When I was Lt. Governor of Maryland, I believed I was elected to serve the people. I was their public servant. I was entrusted with the duties and responsibilities necessary to make government work for the people. Marylanders paid their taxes into a system and it was my job to make sure the system, in turn, delivered a return on that investment. In short, it had to work for them.
And, we all know the “system” is working when it is built to create real opportunity and empowerment – the cornerstone of the “American Dream.” This is what makes our states and our country a leader, a beacon, like no other in the world.
Public policies should encourage growth and prosperity for businesses, for families and for individuals. Such policies should reflect our values and priorities as a nation. But in order to achieve this ideal, it’s time reform the way we do business.
We already know roughly 30 percent of federal spending is discretionary, split about evenly between defense and domestic discretionary items. Defense spending should no more be exempt from rigorous fiscal scrutiny than domestic discretionary spending. But restraining domestic spending, while critical, is not enough. We can’t deal with our budget problems without addressing the 70% of spending that is mandatory. And that means entitlements, beginning with social security, Medicare, and Medicaid.
In short, everything—from taxes to entitlements—has to be on the kitchen table.
Just as my mother struggled to make ends meet for our family, almost every family in the nation has to live on some kind of budget. Many of those households are having that kitchen table meeting where the family comes together to discuss how to afford sending kids to college, or buying a new refrigerator, or just making it from one paycheck to the next.
At that kitchen table, priorities are defined and costs are charted. This is the reality each one of us faces and it is only reasonable to expect the same from those who run our government.
Political leaders must commit to proposing common-sense budget plans that deal honestly with spending, saving and investing priorities just like the rest of us.
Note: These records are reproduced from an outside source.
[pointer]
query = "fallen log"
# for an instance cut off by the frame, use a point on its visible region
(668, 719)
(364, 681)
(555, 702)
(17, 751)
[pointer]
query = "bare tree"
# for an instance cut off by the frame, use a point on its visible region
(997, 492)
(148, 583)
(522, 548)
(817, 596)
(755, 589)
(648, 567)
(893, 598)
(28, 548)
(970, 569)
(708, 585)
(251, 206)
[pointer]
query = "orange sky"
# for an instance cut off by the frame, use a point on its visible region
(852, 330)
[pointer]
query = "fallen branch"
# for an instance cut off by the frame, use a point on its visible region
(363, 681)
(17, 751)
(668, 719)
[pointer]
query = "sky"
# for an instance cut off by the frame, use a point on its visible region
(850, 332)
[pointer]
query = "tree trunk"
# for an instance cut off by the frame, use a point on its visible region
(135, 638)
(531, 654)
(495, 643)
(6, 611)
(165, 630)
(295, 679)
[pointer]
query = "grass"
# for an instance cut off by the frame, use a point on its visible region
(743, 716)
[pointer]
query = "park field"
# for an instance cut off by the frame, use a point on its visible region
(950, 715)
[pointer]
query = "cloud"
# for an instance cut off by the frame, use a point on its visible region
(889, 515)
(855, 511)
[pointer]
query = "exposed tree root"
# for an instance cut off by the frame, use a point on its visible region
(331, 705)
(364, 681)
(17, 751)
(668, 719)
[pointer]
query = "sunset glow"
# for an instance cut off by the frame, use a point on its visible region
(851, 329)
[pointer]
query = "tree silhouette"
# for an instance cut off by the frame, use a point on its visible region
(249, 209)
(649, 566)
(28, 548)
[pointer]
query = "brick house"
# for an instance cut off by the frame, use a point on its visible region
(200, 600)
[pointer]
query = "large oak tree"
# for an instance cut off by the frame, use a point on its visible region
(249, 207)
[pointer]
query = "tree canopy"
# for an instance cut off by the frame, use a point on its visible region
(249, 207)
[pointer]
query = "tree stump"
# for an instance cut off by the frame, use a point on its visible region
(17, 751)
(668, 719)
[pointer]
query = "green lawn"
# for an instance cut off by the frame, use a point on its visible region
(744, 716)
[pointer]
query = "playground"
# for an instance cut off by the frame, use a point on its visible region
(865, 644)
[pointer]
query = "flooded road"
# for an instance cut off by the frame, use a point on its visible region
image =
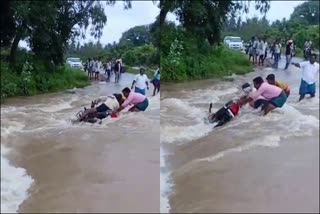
(253, 164)
(50, 165)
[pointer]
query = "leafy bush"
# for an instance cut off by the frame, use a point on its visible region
(37, 77)
(188, 57)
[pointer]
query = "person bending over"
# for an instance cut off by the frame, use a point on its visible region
(140, 102)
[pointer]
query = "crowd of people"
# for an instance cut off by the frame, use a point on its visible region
(113, 104)
(96, 68)
(270, 93)
(258, 49)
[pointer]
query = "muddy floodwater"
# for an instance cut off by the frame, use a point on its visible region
(253, 164)
(50, 165)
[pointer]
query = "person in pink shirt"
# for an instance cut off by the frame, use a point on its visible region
(274, 96)
(140, 102)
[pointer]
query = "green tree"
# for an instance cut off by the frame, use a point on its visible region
(307, 12)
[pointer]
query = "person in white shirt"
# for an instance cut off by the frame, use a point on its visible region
(261, 50)
(265, 49)
(141, 82)
(108, 105)
(276, 54)
(248, 91)
(255, 52)
(310, 69)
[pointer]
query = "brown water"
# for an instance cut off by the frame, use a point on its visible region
(112, 167)
(253, 164)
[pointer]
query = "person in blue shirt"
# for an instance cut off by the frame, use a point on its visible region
(156, 81)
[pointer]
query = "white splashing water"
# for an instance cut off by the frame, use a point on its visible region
(268, 141)
(14, 184)
(165, 186)
(285, 122)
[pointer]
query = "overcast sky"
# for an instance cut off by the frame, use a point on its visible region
(145, 12)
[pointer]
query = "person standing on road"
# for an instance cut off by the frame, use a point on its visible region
(141, 82)
(255, 50)
(289, 51)
(117, 70)
(156, 81)
(276, 54)
(310, 69)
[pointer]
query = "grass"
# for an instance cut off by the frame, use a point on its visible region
(37, 80)
(218, 63)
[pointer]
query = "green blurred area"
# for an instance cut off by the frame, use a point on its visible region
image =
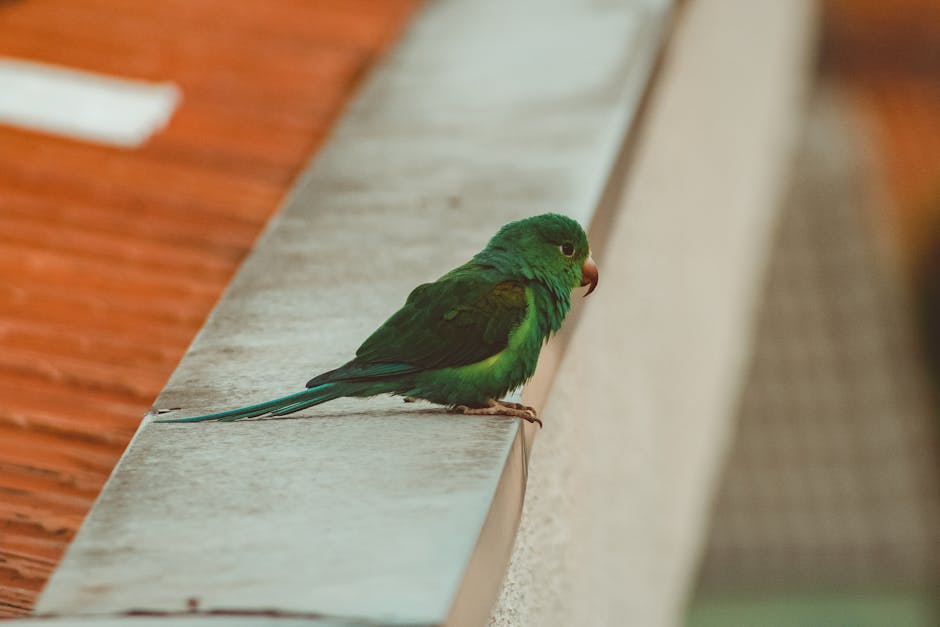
(860, 608)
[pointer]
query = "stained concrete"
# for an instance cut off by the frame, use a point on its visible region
(372, 510)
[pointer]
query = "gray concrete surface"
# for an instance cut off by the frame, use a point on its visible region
(369, 509)
(641, 409)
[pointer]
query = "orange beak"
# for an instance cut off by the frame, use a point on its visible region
(589, 275)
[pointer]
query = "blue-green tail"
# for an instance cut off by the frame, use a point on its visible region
(277, 407)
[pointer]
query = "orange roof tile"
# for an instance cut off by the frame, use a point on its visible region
(110, 259)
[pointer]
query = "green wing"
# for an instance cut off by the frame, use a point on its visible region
(462, 318)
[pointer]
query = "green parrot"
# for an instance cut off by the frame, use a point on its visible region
(468, 338)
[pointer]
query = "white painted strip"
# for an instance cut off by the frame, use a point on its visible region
(83, 105)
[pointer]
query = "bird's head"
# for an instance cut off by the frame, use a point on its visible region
(549, 247)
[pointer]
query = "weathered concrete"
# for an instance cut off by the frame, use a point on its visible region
(371, 510)
(642, 405)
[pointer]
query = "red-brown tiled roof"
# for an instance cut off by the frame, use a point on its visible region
(110, 259)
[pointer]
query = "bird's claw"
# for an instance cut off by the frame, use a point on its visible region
(502, 408)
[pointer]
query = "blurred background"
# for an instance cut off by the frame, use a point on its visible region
(829, 507)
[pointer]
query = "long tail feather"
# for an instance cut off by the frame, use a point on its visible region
(277, 407)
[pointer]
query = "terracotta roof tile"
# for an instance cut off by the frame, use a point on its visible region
(110, 259)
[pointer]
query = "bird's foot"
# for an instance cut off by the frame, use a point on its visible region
(502, 408)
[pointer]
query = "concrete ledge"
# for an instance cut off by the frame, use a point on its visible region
(364, 512)
(641, 408)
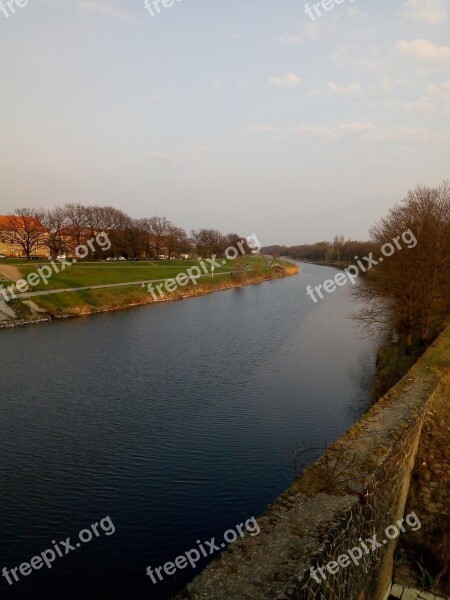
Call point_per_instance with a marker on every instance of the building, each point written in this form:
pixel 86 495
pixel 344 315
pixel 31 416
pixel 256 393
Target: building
pixel 9 245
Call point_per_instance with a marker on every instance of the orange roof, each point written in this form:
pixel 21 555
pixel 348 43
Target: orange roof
pixel 5 220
The men and women we elect tomorrow must understand our needs today because they will be the architects of a new fiscal agenda for our nation.
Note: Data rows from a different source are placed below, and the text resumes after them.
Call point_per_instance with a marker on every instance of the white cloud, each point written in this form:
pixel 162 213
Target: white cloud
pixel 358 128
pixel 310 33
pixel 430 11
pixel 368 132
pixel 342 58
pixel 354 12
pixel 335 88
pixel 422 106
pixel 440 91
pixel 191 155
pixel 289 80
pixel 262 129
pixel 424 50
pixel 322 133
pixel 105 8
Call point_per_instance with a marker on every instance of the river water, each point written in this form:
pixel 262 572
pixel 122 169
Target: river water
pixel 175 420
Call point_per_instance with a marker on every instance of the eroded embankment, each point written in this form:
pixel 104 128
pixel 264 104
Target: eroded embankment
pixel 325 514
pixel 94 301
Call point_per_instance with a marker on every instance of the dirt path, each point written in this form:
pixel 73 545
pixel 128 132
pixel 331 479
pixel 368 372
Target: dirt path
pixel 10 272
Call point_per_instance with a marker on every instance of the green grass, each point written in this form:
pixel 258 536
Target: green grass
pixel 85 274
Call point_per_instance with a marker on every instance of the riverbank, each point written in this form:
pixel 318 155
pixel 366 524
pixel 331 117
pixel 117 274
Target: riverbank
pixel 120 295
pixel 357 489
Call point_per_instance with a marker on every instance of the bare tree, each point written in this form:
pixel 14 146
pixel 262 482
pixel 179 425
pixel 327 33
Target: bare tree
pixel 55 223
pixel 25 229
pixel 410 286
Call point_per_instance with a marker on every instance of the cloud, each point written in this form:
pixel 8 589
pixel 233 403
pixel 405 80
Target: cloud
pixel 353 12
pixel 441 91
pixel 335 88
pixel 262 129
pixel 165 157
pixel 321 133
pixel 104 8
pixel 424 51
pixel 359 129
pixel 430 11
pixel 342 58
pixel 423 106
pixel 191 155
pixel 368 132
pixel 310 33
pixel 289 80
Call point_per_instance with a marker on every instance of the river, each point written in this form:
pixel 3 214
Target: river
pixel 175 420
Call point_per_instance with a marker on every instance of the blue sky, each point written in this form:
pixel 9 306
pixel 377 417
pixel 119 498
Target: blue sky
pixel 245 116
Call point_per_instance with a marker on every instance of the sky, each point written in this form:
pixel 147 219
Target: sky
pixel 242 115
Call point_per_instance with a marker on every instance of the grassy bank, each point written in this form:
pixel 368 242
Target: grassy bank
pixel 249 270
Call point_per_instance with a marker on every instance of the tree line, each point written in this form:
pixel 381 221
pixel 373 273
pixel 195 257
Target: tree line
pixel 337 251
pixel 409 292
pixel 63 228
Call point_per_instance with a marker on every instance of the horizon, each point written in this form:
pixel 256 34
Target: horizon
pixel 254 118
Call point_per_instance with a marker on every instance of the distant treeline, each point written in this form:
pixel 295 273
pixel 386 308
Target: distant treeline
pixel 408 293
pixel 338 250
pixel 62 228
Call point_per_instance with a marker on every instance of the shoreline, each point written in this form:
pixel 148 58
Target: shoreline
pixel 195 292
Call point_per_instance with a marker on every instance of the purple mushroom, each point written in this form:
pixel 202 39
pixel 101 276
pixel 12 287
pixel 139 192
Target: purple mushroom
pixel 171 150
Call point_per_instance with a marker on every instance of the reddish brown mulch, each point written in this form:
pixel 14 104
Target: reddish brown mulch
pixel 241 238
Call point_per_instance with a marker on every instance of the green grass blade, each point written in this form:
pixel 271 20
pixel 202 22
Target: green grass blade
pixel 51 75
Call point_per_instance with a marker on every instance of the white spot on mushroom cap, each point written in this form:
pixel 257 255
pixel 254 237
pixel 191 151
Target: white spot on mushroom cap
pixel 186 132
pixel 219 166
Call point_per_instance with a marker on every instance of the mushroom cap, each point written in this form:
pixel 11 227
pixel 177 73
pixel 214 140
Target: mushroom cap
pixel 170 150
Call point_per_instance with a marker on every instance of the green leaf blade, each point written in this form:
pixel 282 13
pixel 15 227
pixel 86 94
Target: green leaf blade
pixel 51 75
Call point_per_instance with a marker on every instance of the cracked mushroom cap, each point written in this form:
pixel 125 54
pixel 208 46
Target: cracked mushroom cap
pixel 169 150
It’s no secret that taxes and spending are a function of government, but it is the job of leaders, as public servants, to make sure our spending and tax policies are also a function of a thoughtful and deliberative process reflective of our values and priorities. That is why it is so critical that as we head into the debate on the debt ceiling, the debate on the budget, the debate on spending and taxes that don’t forget to enact common sense solutions and reforms that reinforce our commitment to families and the poor; and to the kind of financial stability that can be passed down from one generation to the next.
What we do in the next 12 months will define the 21st century for this generation; and those decisions will be the strategic link in either creating legacy wealth or a legacy of continued debt and poverty.
So we must act now—for ourselves and our families, but also for that little thing called the American Dream. Our tax, spending and fiscal policies can no longer interfere with that dream. Instead, they must underscore our shared vision and act as a foundation in the development of our shared prosperity—not its deterioration—by growing small businesses, by making affordable health care a reality and by fostering an environment in which competition and innovation flourish.
No people can prosper when its leaders believe the way to empowerment lies not in the advancement of the individual…but in the promotion of an opportunistic government. We must not lose sight of the immediate future, or of the real and tangible advantages that come from programs that operate within the context of sound fiscal and tax policies and a balanced national budget.
The old rules no longer apply…and that’s a good thing for our kids.